14 Dec The Culture of Togetherness
The Culture of Togetherness
Pedro Graça is committed to helping improve nutrition and health in Portugal. The researcher tells us about the Mediterranean diet’s ability to create a culture around the table and its potential for protecting us against infectious diseases.
Also as former director of the National Programme for a Healthy Diet, Pedro Graça is committed to helping improve nutrition and health in Portugal, encouraging people to eat better and promoting access to certain types of food. In this interview, the researcher tells us that the great strength of the Mediterranean diet is its ability to create a culture of sharing meals around the table and speaks of its potential for, when adopted consistently over a long period, protecting us against infectious diseases such as Covid-19.
INTERVIEW WITH PEDRO GRAÇA
DEAN OF THE FACULTY OF NUTRITION AND FOOD SCIENCES, UNIVERSITY OF PORTO
What scientific evidence do we have that the mediterranean diet makes us more resistant to Covid-19?
The Mediterranean diet is recognised as protecting our health, in particular as guarding against a series of chronic diseases already familiar to us: obesity, high blood pressure and diabetes. What we have been learning, and this is nothing new, is that it can also play a role in protecting us against infectious diseases, such as Covid-19, because of the large quantity of anti-inflammatory substances found in it. This means that, although the Mediterranean diet is not a cure, it can certainly help in the present pandemic situation, when we are concerned about infectious diseases.
How can we avoid people moving away from this type of diet?
Whilst in the past it was the older generation who stuck most closely to the Mediterranean diet, recent data show that it is now gaining ground with younger people. That’s very curious. But there are still a lot of obstacles. Working patterns, for instance… Long hours of working outside the home, whereas the Mediterranean diet is largely based on cooking and preparing meals and sitting down at the table. The way we work today militates against this for a lot of people. So I think we have to take a closer look at how to make it possible for younger people who want to adopt the Mediterranean diet to be able to do this in their daily lives. I would say that this is the great challenge for the future, for us to preserve this style of eating which protects our health, and also the environment.
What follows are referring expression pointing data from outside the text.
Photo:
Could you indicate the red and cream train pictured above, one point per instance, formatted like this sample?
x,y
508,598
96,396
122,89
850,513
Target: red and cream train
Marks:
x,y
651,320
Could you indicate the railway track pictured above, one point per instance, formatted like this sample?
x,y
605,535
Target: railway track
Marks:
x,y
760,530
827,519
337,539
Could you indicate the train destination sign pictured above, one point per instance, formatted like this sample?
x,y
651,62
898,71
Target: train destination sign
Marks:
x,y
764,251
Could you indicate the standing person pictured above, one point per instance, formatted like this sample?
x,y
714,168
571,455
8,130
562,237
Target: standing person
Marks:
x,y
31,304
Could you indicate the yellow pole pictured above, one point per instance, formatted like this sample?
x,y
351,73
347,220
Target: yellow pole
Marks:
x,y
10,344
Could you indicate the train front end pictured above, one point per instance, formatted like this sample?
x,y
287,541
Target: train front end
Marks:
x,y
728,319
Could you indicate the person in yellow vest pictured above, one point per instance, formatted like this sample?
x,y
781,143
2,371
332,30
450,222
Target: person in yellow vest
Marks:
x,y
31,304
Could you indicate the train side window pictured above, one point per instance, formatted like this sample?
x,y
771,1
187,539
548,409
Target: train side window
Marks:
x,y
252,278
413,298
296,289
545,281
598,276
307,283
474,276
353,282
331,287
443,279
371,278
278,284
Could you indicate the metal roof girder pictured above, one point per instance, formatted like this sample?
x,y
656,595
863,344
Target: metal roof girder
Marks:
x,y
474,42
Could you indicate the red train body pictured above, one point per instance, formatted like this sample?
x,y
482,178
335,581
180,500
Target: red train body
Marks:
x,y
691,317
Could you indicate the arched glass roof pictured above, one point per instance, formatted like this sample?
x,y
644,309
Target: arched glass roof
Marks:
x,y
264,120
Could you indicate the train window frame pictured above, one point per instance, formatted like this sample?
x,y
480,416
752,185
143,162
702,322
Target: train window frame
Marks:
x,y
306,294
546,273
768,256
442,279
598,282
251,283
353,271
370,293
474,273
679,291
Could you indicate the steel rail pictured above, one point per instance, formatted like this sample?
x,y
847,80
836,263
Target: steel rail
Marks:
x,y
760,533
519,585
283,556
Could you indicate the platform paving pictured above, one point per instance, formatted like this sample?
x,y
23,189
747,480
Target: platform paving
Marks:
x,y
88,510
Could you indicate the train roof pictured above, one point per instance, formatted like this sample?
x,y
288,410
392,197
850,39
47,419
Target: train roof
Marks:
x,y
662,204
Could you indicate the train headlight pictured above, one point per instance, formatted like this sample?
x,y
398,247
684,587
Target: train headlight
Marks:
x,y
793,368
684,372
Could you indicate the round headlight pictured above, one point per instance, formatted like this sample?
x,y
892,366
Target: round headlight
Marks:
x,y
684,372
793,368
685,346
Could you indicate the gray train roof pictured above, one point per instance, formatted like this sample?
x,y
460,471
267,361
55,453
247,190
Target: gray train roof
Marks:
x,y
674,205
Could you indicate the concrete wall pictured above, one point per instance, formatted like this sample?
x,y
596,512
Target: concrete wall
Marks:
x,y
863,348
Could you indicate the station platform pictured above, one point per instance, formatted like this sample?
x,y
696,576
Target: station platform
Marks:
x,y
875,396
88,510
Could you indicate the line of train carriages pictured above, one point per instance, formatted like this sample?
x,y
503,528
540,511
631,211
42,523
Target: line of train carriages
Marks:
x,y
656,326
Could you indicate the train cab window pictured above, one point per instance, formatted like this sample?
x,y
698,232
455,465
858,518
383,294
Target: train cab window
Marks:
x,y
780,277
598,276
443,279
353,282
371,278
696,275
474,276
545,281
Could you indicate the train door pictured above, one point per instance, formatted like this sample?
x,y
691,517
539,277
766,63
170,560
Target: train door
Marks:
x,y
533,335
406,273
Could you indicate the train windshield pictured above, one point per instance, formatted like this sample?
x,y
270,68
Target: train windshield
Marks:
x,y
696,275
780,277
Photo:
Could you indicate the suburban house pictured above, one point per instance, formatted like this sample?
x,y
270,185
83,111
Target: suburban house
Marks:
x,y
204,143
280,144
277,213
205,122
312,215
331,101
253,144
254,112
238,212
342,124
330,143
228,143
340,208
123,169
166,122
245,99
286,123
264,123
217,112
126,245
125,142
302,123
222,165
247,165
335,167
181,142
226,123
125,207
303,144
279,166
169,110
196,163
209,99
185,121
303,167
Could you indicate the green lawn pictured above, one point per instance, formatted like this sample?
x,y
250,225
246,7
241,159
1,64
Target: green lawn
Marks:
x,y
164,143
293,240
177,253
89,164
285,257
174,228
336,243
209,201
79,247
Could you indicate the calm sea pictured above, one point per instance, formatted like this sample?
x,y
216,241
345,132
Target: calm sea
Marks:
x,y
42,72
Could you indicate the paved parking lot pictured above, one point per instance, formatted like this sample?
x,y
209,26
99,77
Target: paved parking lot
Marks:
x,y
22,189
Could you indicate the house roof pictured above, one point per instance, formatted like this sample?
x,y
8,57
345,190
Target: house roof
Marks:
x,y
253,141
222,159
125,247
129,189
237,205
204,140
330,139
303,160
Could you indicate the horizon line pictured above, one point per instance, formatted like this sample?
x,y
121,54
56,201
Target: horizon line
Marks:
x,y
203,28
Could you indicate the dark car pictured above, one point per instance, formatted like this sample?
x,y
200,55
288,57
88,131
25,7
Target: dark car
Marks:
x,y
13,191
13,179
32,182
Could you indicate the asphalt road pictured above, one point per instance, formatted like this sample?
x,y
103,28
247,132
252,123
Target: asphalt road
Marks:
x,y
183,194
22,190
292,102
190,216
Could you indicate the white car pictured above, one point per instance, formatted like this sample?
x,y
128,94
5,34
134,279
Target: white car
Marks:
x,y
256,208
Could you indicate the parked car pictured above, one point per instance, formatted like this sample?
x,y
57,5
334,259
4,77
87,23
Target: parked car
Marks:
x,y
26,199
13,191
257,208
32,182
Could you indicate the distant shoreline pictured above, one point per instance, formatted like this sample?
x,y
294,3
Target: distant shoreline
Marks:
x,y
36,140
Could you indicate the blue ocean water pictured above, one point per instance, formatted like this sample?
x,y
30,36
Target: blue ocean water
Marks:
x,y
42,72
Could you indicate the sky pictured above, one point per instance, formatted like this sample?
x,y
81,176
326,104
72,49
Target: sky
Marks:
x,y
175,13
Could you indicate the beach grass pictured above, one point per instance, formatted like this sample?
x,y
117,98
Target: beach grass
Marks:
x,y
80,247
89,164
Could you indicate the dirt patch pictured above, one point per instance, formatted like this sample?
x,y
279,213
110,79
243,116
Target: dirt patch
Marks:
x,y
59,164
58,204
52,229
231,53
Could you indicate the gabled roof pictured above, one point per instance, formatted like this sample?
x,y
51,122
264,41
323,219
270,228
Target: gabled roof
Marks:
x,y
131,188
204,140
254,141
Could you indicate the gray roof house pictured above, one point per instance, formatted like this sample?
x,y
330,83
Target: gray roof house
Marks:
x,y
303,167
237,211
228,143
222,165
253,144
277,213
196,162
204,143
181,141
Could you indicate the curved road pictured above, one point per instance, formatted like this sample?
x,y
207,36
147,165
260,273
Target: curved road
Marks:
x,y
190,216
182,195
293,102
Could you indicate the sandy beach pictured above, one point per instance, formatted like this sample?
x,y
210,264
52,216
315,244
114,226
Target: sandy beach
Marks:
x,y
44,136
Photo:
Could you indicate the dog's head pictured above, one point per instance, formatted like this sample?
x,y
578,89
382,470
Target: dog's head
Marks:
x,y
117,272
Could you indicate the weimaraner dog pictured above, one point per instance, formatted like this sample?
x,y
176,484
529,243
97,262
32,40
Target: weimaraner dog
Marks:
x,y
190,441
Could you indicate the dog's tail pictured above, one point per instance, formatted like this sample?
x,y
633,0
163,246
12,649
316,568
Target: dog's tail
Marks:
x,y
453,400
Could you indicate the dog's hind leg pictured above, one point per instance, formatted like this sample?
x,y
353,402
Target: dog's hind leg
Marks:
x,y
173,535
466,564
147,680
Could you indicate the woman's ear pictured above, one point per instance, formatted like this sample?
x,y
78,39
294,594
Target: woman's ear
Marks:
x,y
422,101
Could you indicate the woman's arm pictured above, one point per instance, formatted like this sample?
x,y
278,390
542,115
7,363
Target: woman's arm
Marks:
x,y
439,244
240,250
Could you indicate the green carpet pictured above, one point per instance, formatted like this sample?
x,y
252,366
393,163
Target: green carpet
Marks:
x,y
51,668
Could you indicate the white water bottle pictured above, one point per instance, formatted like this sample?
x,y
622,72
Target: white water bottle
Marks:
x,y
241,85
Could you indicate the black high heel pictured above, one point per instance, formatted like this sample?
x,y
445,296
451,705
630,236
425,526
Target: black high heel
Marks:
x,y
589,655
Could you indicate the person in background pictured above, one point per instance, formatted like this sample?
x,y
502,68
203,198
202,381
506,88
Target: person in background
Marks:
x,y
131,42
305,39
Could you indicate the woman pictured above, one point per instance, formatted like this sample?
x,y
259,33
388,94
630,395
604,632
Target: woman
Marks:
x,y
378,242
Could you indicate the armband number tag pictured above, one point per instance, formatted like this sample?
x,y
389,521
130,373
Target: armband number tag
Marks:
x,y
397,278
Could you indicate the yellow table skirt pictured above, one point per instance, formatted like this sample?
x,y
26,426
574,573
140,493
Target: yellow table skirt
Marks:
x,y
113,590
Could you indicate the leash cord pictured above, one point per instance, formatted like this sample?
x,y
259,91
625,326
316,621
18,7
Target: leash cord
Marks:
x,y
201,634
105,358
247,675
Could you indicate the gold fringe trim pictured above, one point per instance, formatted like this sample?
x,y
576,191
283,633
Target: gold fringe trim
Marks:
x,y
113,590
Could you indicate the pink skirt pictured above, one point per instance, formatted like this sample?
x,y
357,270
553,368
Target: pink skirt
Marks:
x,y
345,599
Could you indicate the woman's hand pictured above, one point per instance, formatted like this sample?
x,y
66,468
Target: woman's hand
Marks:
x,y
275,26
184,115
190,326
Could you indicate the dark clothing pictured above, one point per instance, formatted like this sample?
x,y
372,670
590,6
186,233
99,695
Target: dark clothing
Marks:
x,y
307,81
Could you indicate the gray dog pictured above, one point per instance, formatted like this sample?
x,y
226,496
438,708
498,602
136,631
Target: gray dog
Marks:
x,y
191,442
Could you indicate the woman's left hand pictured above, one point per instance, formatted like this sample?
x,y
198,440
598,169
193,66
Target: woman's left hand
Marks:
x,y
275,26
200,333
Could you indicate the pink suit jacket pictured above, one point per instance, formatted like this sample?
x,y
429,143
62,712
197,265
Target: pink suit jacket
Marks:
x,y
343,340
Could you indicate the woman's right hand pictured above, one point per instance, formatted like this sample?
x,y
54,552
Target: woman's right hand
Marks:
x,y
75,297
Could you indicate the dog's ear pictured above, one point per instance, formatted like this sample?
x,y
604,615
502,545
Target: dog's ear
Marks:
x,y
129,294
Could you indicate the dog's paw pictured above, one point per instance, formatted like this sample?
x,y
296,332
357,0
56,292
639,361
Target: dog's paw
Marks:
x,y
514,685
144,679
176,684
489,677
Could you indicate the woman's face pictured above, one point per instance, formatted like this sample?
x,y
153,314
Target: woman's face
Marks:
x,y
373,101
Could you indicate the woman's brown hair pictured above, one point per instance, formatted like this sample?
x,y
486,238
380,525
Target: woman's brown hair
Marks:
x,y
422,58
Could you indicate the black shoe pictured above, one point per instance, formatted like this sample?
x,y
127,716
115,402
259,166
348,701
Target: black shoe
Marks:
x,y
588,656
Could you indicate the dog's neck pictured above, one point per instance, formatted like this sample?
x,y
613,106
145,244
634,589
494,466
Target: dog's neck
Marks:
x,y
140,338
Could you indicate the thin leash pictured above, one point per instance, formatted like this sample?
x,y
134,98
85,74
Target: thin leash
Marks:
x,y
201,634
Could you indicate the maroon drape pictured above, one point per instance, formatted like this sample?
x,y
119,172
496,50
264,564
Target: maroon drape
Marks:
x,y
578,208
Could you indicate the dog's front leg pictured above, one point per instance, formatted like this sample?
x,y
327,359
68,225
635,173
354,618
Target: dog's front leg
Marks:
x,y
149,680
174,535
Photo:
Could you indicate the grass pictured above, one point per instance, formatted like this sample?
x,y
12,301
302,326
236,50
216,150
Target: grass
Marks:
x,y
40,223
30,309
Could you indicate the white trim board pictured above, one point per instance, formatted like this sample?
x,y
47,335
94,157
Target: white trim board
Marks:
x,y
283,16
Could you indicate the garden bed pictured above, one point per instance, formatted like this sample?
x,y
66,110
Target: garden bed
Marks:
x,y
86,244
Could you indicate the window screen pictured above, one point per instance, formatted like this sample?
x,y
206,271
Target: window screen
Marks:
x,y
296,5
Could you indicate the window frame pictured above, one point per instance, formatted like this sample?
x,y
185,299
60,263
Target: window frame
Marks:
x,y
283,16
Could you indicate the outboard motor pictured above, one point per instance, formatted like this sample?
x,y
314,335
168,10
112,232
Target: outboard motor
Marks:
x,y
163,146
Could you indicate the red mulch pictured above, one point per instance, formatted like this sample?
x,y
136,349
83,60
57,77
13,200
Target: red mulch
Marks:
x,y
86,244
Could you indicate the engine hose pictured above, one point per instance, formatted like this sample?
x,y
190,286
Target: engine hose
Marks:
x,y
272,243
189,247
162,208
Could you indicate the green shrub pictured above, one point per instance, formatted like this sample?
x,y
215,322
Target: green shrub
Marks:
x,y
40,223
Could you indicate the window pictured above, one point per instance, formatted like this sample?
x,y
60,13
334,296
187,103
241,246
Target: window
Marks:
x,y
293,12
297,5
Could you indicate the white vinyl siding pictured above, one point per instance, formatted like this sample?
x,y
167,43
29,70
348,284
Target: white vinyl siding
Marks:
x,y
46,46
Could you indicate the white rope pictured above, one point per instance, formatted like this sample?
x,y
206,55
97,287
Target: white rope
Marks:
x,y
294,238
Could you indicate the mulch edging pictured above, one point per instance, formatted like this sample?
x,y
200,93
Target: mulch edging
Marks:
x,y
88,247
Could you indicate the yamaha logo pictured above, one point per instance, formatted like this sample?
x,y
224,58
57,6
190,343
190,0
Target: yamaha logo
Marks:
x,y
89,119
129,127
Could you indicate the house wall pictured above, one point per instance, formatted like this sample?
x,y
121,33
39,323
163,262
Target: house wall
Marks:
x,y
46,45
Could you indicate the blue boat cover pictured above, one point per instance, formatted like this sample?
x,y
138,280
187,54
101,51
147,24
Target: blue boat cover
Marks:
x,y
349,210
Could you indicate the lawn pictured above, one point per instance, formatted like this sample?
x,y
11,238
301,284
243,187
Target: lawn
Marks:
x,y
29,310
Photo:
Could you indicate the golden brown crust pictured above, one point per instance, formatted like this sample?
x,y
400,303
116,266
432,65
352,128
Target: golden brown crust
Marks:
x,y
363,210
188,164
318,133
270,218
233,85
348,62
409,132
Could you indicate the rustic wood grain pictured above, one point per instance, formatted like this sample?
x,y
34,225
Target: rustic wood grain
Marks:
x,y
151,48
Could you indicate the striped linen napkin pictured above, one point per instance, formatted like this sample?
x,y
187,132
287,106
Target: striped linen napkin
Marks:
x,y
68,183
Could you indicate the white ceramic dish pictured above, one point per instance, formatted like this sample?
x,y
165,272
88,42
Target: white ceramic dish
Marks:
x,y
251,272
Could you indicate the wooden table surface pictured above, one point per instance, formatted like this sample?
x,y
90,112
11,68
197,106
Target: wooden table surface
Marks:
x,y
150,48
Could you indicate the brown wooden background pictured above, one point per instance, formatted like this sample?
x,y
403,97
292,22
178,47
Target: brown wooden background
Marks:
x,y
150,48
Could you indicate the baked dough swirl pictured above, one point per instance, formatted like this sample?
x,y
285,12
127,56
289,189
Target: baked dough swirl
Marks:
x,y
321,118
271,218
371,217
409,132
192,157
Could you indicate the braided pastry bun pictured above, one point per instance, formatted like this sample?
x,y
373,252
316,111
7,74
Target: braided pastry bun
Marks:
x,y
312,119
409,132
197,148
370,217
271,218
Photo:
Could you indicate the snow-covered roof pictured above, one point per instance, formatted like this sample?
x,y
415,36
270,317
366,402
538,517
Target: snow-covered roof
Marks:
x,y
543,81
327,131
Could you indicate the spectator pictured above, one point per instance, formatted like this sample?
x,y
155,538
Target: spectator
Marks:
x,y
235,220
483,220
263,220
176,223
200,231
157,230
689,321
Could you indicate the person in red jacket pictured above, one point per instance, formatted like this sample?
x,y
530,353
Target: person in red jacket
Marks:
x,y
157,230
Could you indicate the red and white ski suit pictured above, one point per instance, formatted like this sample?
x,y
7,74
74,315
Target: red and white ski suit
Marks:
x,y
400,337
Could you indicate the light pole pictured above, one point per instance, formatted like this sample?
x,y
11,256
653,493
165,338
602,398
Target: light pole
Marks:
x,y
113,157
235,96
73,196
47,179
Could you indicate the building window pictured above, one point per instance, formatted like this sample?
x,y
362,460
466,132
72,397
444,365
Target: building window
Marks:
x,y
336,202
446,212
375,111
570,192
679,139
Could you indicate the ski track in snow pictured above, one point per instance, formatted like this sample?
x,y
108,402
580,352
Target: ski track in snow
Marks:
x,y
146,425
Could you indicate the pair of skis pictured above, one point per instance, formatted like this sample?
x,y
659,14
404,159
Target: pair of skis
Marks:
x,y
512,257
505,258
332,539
The Intangible Heritage status is also about a country’s culture around the meal table.
How important is the question of conviviality in an age when technology tends to keep us away from family meals around the table?
The Mediterranean diet is based on being together around the table. One of our ideas is that maintaining that conviviality also helps to promote togetherness, as well as preserving our culture, and our identity. That’s why the Mediterranean diet is also classified as Intangible Heritage, meaning heritage that’s not bricks and mortar, but the heritage of our culture around the meal table. The idea of having a way of eating that is classed as Intangible World Heritage is something with enormous potential. And in my view that’s the great strength of the Mediterranean diet.
What’s your favourite dish in the mediterranean diet?
I would say that my favourite dish, and one that is a symbol of the Mediterranean diet, is soup. It might seem a simple thing, but the great advantage of soup is its diversity. Unlike cozido [mixture of different kinds of meat, chorizos and cabbage, as well as other boiled ingredients], for example – when I eat cozido it’s almost always the same thing – the Portuguese manage to make thousands of varieties of soup. This biodiversity, this wealth of ingredients, and sitting down at the table in the knowledge that every day we’re going to have a different soup, is something extraordinary in the diet of the Portuguese people. We should keep it going in order to stay healthy, and at the same time to preserve our culture.